Aposentado denuncia fraude em filiação
Em um dos casos, por exemplo, o aposentado José Luiz Gregório, de 63 anos, morador de Teixeira de Freitas, no extremo sul da Bahia, afirma que foi filiado ao Sindnapi sem autorização ao pedir um crédito consignado ao BMG (veja abaixo).
Nos autos, seu advogado, Anderson Koehler, afirmou que ele nunca foi sindicalizado, não haveria por que fazê-lo “a essa altura da vida, muito menos perante a um sindicato localizado em São Paulo, que não lhe traz nenhuma vantagem”.
Ao Metrópoles, Gregório afirma que nunca esteve na entidade e nem sabia o que era o Sindnapi. “Fizeram esse negócio para levar meu dinheiro. Meu, não.
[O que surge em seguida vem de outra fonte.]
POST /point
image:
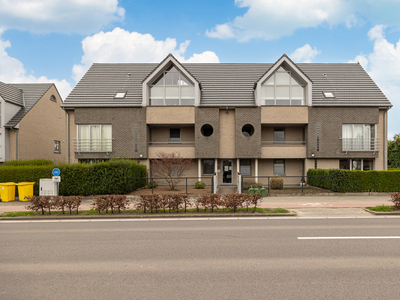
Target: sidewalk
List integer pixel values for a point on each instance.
(345, 200)
(289, 202)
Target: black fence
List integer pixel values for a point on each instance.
(265, 182)
(180, 185)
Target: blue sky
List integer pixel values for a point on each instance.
(57, 41)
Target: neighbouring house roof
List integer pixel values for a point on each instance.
(32, 92)
(11, 94)
(225, 84)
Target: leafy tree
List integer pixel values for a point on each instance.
(170, 166)
(394, 152)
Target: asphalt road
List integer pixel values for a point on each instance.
(195, 259)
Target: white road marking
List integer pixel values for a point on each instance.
(346, 237)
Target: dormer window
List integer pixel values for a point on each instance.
(282, 88)
(120, 95)
(171, 88)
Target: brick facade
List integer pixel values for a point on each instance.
(207, 146)
(129, 130)
(248, 147)
(329, 120)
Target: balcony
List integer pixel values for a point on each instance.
(286, 149)
(360, 144)
(93, 145)
(186, 149)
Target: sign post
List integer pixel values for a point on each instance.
(57, 178)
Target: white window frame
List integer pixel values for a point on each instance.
(364, 137)
(165, 86)
(289, 86)
(87, 148)
(284, 167)
(213, 165)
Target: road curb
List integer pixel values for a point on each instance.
(146, 216)
(382, 213)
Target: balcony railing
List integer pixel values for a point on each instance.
(360, 144)
(282, 143)
(93, 145)
(172, 144)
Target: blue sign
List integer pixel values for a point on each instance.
(56, 172)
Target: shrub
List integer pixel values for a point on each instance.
(276, 183)
(51, 202)
(152, 185)
(199, 185)
(112, 177)
(32, 162)
(396, 200)
(251, 183)
(343, 181)
(110, 202)
(209, 201)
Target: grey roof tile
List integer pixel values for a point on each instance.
(11, 94)
(33, 92)
(225, 84)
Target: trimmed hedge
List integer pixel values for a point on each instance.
(112, 177)
(343, 181)
(32, 162)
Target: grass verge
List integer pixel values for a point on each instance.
(135, 212)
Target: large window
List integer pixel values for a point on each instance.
(172, 88)
(174, 135)
(95, 138)
(279, 167)
(357, 164)
(279, 135)
(208, 166)
(282, 88)
(359, 137)
(245, 166)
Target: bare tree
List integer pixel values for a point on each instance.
(170, 166)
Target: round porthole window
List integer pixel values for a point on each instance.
(248, 130)
(207, 130)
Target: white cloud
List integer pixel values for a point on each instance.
(383, 65)
(121, 45)
(304, 54)
(67, 16)
(12, 71)
(271, 19)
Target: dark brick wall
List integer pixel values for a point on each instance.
(330, 120)
(207, 147)
(248, 147)
(128, 125)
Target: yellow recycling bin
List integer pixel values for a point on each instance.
(25, 189)
(8, 191)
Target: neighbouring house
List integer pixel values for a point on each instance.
(257, 119)
(32, 123)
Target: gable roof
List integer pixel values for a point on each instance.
(33, 92)
(11, 94)
(225, 84)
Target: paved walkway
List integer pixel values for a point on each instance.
(357, 200)
(290, 202)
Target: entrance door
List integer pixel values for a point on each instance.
(226, 171)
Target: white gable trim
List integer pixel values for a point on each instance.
(293, 68)
(170, 59)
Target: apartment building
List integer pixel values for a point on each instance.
(32, 123)
(254, 119)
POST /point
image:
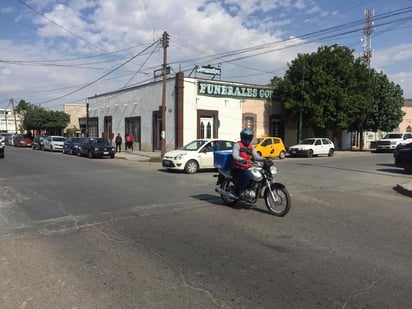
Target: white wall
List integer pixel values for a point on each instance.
(137, 102)
(230, 112)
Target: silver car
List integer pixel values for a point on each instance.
(53, 143)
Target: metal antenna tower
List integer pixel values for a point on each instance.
(367, 39)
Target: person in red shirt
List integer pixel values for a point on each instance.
(243, 153)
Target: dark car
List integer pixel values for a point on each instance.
(96, 148)
(71, 145)
(403, 157)
(38, 142)
(22, 141)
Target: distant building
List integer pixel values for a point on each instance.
(76, 111)
(195, 108)
(10, 121)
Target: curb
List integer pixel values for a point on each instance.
(405, 189)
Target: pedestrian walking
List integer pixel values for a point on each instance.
(118, 142)
(130, 140)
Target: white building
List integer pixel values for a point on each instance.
(9, 121)
(195, 108)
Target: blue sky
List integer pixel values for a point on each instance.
(61, 52)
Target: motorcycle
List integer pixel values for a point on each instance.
(263, 185)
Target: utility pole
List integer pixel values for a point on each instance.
(367, 39)
(165, 44)
(14, 113)
(300, 125)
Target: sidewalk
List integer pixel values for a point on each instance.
(138, 155)
(405, 188)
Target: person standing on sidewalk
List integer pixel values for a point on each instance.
(130, 142)
(118, 142)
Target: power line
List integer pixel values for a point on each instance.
(60, 26)
(95, 81)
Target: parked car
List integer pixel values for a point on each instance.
(391, 140)
(53, 143)
(96, 148)
(4, 137)
(196, 155)
(403, 157)
(71, 145)
(38, 142)
(270, 147)
(310, 147)
(2, 150)
(22, 140)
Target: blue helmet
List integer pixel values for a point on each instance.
(246, 136)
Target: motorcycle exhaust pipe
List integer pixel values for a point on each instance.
(226, 194)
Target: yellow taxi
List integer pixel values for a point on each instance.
(270, 147)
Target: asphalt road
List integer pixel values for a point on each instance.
(102, 233)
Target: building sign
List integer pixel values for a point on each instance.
(208, 70)
(234, 91)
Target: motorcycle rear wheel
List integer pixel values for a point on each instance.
(281, 203)
(228, 186)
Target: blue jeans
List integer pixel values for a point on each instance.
(242, 177)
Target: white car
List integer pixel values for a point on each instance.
(310, 147)
(53, 143)
(196, 155)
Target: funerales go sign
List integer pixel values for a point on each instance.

Deve estar levando de muita gente junto comigo, porque eu fui descobrir isso dentro do INSS”, disse o aposentado.
Incialmente, a ação foi julgada improcedente. O Sindnapi anexou uma foto de Gregório e um áudio no qual o aposentado topa se filiar ao sindicato. Também exibiu uma foto dele em uma agência do BMG, no momento em que se filiou.
Em recurso, o Tribunal de Justiça da Bahia (TJBA) reverteu a decisão para cancelar o contrato e mandar o sindicato devolver os valores ao aposentado. Desembargadores consideraram que não ficou comprovada a anuência explícita de que ele queria se filiar à entidade. Ele não ganhou indenização a título de danos morais.
As queixas de aposentados, em geral, são que correspondentes bancários têm inserido contratos do Sindnapi em meio à documentação de crédito consignado contraídos com bancos autorizados pelo INSS e operarem esses empréstimos com desconto em folha. O sindicato nega venda casada.
O que diz o Sindnapi
Por meio de nota, o Sindnapi afirma que contratou uma corretora de seguros vinculada ao BMG para atender os associados e que “na época da pandemia, os idosos tinham um problema com custo de funeral e dos preços dos remédios”.
“Com a contratação desse serviço, diz, os associados do Sindnapi, naquele momento de emergência, passaram a contar com assistência funeral, que cobria todos os custos, e o seguro de vida, além de oferecer remédios de graça para sócios que são atendidos em emergência hospitalar, como no caso da Covid-19.”
“Também foram contratados, em razão das demandas dos associados, os serviços de assistência residencial, como eletricista, chaveiro e encanador para atendimento dos associados que tenham dificuldades de fazer alguns tipos de reparos ou serviço doméstico, como trocar uma lâmpada ou uma resistência de chuveiro”, diz a entidade.
Segundo o Sindnapi, “com a contratação desses serviços, a corretora ligada ao BMG trouxe para fazer parceria a seguradora Generali, que é uma das maiores do mundo”.
O sindicado do irmão de Lula afirma, ainda, que não “existe venda casada nas filiações do Sindnapi, pois 95% das pessoas que procuraram o crédito consignado não ficaram sócios”.
“Se houvesse venda casada, a proporção seria inversa. Outo dado importante é que esse serviço de crédito consignado utiliza um sistema diferente do serviço de filiação. Ou seja, quando você vai fazer um empréstimo, é utilizado um sistema e, para a filiação, é usado outro sistema independente.”
“Além disso, em momento nenhum o aposentado ou pensionista assina o documento de filiação incluído na pasta do empréstimo consignado. O Sindnapi exige que a pessoa grave um áudio dizendo que está se associando de forma espontânea, tira foto dela com um crachá ou adesivo dizendo ‘Eu sou Sindnapi’ e esse serviço todo sempre foi apartado do crédito consignado”, conclui.
Procurado pelo Metrópoles, o BMG não se manifestou. O espaço segue aberto.
A farra do INSS
O escândalo do INSS foi revelado pelo Metrópoles em uma série de reportagens publicadas a partir de dezembro de 2023. Três meses depois, o portal mostrou que a arrecadação das entidades com descontos de mensalidade de aposentados havia disparado, chegando a R$ 2 bilhões em um ano, enquanto as associações respondiam a milhares de processos por fraude nas filiações de segurados.
As reportagens do Metrópoles levaram à abertura de inquérito pela PF e abasteceram as apurações da CGU. Ao todo, 38 matérias do portal foram listadas na representação que deu origem à Operação Sem Desconto, deflagrada no dia 23 de abril e que culminou nas demissões do presidente do INSS, Alessandro Stefanutto, e do ministro da Previdência, Carlos Lupi.